Creating Learning-based Escalation Policy

Describes how to create learning-based escalation policy.

Leave Feedback

Introduction

Learning-based alert escalation is a method that automatically routes incidents to appropriate groups, priority or category. The model requires a training file (in CSV format) that includes example incident assignments for different type of alerts.

Machine-learning is applied to learn patterns from the input training file and uses the learned pattern to drive learning-based alert escalation. The learned models are applied against the incoming alerts.

Configuring alert escalation is a manual configuration that requires incident information like incident assignee name, category, and priority as mandatory fields.

Prerequisites

Prior to defining rules to escalate alerts as an incident, configure name, scope, and resources for the alert escalation policy.

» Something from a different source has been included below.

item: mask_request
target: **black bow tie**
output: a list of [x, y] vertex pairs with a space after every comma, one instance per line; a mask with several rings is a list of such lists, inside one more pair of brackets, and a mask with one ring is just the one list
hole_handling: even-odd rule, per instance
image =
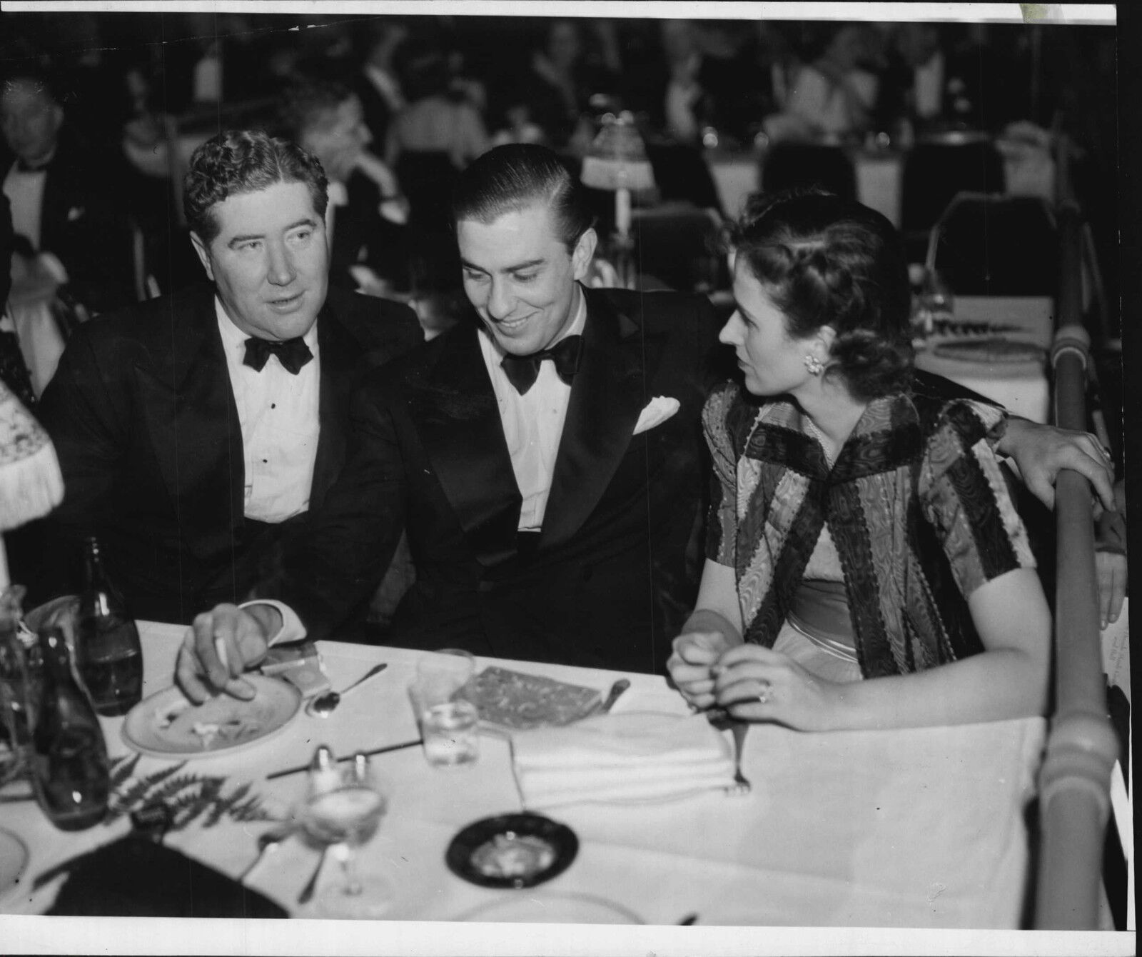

To configure the alert escalation policy:

Step 1: Define name and scope

To define name and scope:

  1. From All Clients, select the client.
  2. Select Setup > Alerts > Alert Escalation.
  3. Click the Add button and provide Name and Description.
  4. From the Mode drop-down list, select one of the options.
    • ON: Alert escalation policy is created and escalation is performed
    • Observed: An escalated alert in Observed mode is only for information purpose.
      • Observed mode enables you see potential alerts that would be escalated by the policy without creating a real alert escalation policy.
      • In observed mode, an observed alert is created for each alert that is escalated. You can view these Observed alerts in the Alerts browser.
        These observed alerts are indicated with Observed status.
      • You can only perform Close action on an observed alert, no other action is allowed. The close action performed on the observed alert does NOT affect the actual alert.
    • OFF: Alert escalation policy is created, but no escalation is performed.
  5. Select the organization whose users will receive the escalations from this policy. Example: If you choose partner organization, then only partner users can receive escalation.
  6. Click Next: Select Resources.
  7. Select resources for the escalation policy.
    • Resources can be selected from one or more clients.
    • Add up to 100 resources.
    • When escalating alerts for users of a specific client, add only resources from that client.
  8. (Optional) filter the resources by:
    • Resource Name
    • Resource Type
    • Service Group
    • Device Group
    • Site

Step 2: Define escalation rules

In this step, the escalation rules define the escalation as an incident.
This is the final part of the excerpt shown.